Lors d’une conférence de presse à Nairobi, le président français a martelé qu’il s’en tenait à « cette position », qui est de s’opposer à « tout blocus d’où qu’il vienne », côté américain ou iranien, et de « refuser quelque péage d’où qu’il vienne », afin de « permettre la liberté de navigation ».
Il répondait à l’Iran, qui a menacé dimanche d’une « réponse décisive et immédiate » en cas de déploiements français et britannique dans le détroit d’Ormuz, après l’annonce par Paris et Londres de l’envoi de bâtiments militaires dans la région.
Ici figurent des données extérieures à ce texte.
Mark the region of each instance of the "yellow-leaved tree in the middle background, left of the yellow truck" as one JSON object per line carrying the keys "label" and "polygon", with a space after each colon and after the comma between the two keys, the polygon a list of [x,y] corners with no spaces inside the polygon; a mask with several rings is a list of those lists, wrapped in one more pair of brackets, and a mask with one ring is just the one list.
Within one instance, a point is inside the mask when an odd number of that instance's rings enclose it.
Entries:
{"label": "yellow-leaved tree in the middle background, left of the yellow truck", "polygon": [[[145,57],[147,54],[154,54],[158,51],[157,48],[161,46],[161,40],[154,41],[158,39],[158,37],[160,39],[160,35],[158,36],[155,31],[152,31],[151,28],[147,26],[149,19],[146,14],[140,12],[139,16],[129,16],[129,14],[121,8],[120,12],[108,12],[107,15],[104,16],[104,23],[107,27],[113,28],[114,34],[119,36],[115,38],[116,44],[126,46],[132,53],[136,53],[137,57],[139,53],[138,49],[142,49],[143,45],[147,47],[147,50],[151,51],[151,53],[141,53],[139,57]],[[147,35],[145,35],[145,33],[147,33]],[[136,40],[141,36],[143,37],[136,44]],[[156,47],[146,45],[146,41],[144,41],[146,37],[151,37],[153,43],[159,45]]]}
« Il n’a jamais été question d’un déploiement, mais on se tient prêt », a insisté Emmanuel Macron.
« Nous avons bâti une mission ad hoc, copilotée avec les Britanniques, qui a rassemblé 50 pays et organisations internationales pour permettre, de manière concertée avec l’Iran et en déconflictant la chose avec tous les pays de la région et les États-Unis, d’assurer dès que les conditions nous permettront la reprise du trafic maritime », notamment pour acheminer les engrais, la nourriture et les hydrocarbures, a-t-il expliqué.
Au deuxième jour de sa tournée en Afrique, le président français a souligné que « le continent africain tout entier est victime aujourd’hui du blocus » du détroit, par lequel transite en temps normal une grande partie du pétrole exporté du Moyen-Orient.
La France a annoncé la semaine dernière que son porte-avions Charles-de-Gaulle avait franchi le canal de Suez pour se tenir prêt en cas de futur mise en oeuvre de cette mission.